С Панкратовым с детства было что-то не так, развивался он плохо: как-то криво и во все стороны, словно куст, — сказывалась наследственность — и лицо у него было узким, как туфель на правую ногу — с чуть скошенным влево подбородком. Темя, затылок и виски Панкратова словно сложили из бугристой горсти картофелин, поросших даже не волосом, а какой-то иной растительной природой, больше похожей на бороду. Он был размашисто костист, при этом хрупок и хил, но Панкратов в силе и не нуждался — он отпугивал мир умением излучать отвращение в радиоактивных дозах. Его боялись больше от брезгливости.
Еще малолетним Панкратов осознавал, что некрасив, и любой его шаг и поступок будут карикатурой на человеческий исходник. Иногда Панкратов пускался в дурашливый пляс, потешая собой окружение, нарочно кривлялся, скалил рот, показывая неровные, как покосившиеся надгробия, зубы, поигрывал кистями, тряс, словно цыганка, впалой грудью, и тогда уже никто не смеялся над Панкратовым. Он вызывал ощущение потусторонней жути — собственно в те моменты Панкратова-человека и не было, кружилась только иррациональная мерзость, до которой не то чтобы дотронуться — смотреть гадко.
Раньше Панкратов любил лепить из глины бесполых человечков. Он называл их «уродцами». Чтобы как-то одушевить своих игрушечных големов, он занавеской, как сетью, ловил возле окна мух и закладывал их живыми в глиняные тельца — делал пальцем в глине лунку и сажал туда муху, а потом дырку замазывал. Налепив штук по десять, Панкратов устраивал суд, мучил уродцев и казнил, озвучивая болезненные крики. Когда отрывалась голова и уродец вроде как умирал, Панкратов взламывал грудь и вынимал мертвую муху — в этот момент у Панкратова дрожало и твердело от возбуждения сердце.
Следующей жертвой Панкратова стал песик Сереженька — то был еще первый Сереженька, нынешний Сереженька был вторым. Тогда Панкратов, содрогаясь от жестокого сладострастия, учил пса нырять — окунал дрожащего Сереженьку в ванну и держал под водой, считая до ста. Сереженька захлебнулся. Панкратов его потом высушил феном и мертвым вернул тетке, которая так и не узнала причину смерти своего любимца. Потом лет через пять появился второй Сереженька, но Панкратов уже подрос, у него появились другие интересы. Он не мучил второго Сереженьку нырянием, а только гонял ногами или щипал за горячий живот.
В школе Панкратов едва дотянул до шестого класса — даже тетка с ее способностями к счету не помогла. Панкратов уже доучивался в специальном интернате, где набрался, точнее, нагляделся слабоумной подростковой распущенности. Потом Панкратова распределили в ремесленное училище, но в первый же семестр отчислили за воровство, хотя можно было гнать и за неуспеваемость — Панкратов все равно не справлялся ни с программой, ни с профессией.
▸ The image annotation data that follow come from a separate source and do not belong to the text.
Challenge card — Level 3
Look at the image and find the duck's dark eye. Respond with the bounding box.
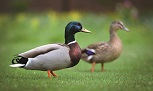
[77,23,81,26]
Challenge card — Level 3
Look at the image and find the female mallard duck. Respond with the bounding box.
[10,21,90,78]
[81,21,129,72]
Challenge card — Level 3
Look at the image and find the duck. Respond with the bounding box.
[9,21,91,78]
[81,20,129,72]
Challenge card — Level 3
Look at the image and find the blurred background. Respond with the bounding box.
[0,0,153,91]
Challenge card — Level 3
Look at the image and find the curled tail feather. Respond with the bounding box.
[9,56,28,68]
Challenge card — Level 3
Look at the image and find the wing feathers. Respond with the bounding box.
[18,44,61,58]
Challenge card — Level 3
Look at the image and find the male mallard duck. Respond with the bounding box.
[81,21,129,72]
[10,21,90,78]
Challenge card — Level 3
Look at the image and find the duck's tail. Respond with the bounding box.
[9,56,28,68]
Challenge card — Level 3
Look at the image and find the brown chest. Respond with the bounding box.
[69,43,81,67]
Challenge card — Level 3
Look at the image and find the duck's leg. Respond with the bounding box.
[101,63,104,72]
[51,71,58,77]
[91,62,96,72]
[47,70,51,78]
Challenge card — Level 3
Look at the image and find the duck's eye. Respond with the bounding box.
[78,23,81,26]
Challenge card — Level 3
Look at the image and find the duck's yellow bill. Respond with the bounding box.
[81,28,91,33]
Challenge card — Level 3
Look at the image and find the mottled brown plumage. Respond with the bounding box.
[81,21,128,72]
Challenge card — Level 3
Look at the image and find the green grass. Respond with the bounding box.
[0,12,153,91]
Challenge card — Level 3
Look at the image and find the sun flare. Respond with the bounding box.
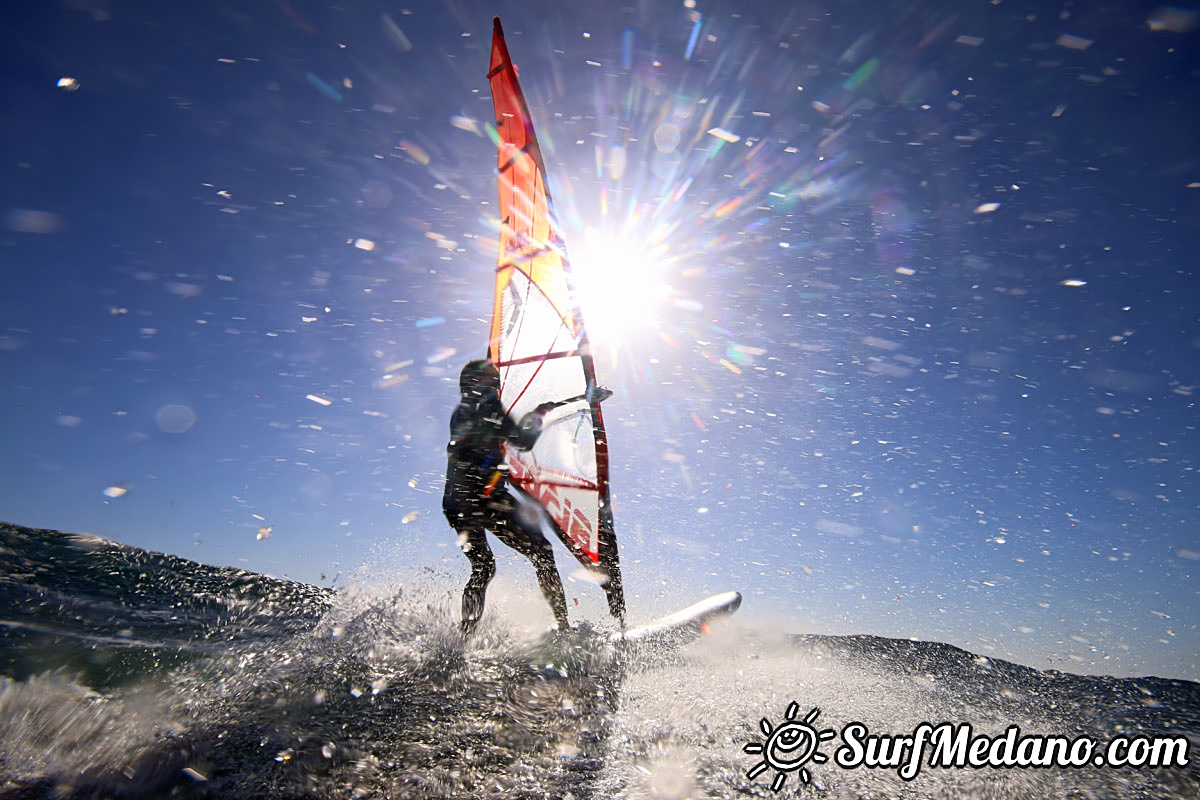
[570,229,671,350]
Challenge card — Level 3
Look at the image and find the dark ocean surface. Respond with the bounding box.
[0,525,1200,799]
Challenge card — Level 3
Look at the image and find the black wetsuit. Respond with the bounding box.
[442,362,569,633]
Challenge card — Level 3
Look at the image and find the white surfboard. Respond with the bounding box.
[612,591,742,644]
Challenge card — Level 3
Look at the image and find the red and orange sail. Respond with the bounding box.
[487,18,625,616]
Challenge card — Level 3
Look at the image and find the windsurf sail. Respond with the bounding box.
[487,17,625,619]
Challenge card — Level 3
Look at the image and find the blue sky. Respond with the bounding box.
[0,0,1200,679]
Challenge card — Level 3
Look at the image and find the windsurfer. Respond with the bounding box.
[442,360,570,633]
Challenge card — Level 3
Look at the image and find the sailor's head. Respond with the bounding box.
[458,359,500,397]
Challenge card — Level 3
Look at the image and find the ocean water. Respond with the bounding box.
[0,525,1200,799]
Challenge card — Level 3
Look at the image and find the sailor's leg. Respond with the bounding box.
[490,492,571,631]
[458,528,496,634]
[604,560,625,630]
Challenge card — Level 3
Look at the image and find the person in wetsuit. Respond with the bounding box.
[442,359,570,633]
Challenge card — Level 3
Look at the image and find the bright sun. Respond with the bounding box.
[569,229,670,350]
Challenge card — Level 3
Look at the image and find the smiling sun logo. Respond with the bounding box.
[742,700,838,792]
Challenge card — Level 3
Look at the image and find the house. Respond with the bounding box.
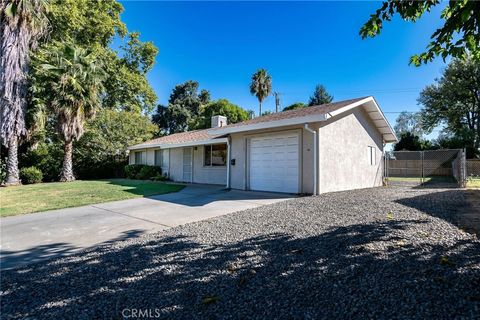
[129,97,397,194]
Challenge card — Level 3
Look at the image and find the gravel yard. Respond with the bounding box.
[1,188,480,319]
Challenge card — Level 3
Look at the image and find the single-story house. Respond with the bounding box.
[129,97,397,194]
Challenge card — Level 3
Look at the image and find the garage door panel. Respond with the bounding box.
[249,133,300,193]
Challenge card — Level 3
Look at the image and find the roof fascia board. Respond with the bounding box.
[209,114,327,135]
[328,97,398,142]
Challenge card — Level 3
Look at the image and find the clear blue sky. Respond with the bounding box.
[118,1,445,131]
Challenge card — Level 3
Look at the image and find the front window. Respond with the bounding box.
[204,144,227,167]
[135,151,145,164]
[155,150,164,167]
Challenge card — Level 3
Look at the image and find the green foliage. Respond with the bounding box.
[250,69,272,115]
[418,57,480,154]
[308,84,333,107]
[0,159,7,184]
[283,102,307,111]
[20,167,43,184]
[125,164,162,180]
[125,164,145,179]
[32,43,106,141]
[136,166,162,180]
[433,130,476,159]
[154,174,168,181]
[192,99,249,129]
[73,109,156,179]
[394,111,424,138]
[152,80,210,135]
[394,132,432,151]
[360,0,480,66]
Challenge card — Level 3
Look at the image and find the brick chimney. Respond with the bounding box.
[212,116,227,128]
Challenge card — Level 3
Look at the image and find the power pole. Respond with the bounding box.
[273,92,281,112]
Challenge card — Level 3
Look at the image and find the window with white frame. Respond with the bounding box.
[155,149,168,167]
[203,144,227,167]
[135,151,146,164]
[368,146,377,166]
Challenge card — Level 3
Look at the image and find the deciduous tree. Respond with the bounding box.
[360,0,480,66]
[418,57,480,154]
[195,99,249,129]
[308,84,333,107]
[0,0,48,185]
[250,69,272,115]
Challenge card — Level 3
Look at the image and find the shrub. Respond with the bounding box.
[125,164,145,179]
[20,167,43,184]
[137,166,162,180]
[150,174,168,181]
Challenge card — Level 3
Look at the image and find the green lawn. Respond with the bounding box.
[0,179,184,217]
[467,178,480,188]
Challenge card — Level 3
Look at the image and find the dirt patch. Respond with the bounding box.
[455,190,480,238]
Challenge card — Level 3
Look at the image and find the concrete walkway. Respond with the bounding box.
[0,185,292,269]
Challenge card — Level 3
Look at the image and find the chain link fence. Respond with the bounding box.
[385,149,466,187]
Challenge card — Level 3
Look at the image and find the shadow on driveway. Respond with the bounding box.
[1,220,480,319]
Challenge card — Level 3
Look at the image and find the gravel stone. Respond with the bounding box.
[1,187,480,319]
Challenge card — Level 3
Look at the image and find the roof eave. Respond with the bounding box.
[128,138,228,150]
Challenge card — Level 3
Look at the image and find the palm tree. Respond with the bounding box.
[35,44,105,182]
[0,0,48,185]
[250,69,272,115]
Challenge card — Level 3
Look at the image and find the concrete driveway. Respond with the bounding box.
[0,185,292,269]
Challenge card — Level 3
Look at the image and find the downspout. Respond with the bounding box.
[304,123,318,195]
[227,137,231,189]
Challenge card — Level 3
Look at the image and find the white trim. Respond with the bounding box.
[327,97,398,143]
[209,97,398,142]
[208,114,327,135]
[128,138,227,150]
[304,123,318,196]
[245,129,303,193]
[226,139,231,189]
Никто не любил Панкратова — товарищи по учебе им брезговали и потешались, прикоснуться к его одежде или вещам руками считалось несмываемым позором. Мастера презирали Панкратова за бессильные тряпичные руки, не способные освоить станок и инструменты. Панкратов жил изолированной жизнью, как заразный, настороженно следил, надеялся, обморочно ненавидел всех и вся, боялся, мстил по мелочам — слюнил или пачкал в носу палец, а потом трогал личные вещи или посуду в столовой. На воровство Панкратова шутки ради подбили соученики, он, чтобы угодить, согласился, утащил из кабинета какие-то громоздкие макеты — и попался. Уголовного дела, конечно, не завели, но прогнали. В отместку Панкратов обтрогал станки, резцы, столы в классе, обслюнил все доступные вещи, чтобы унизить собой предателей.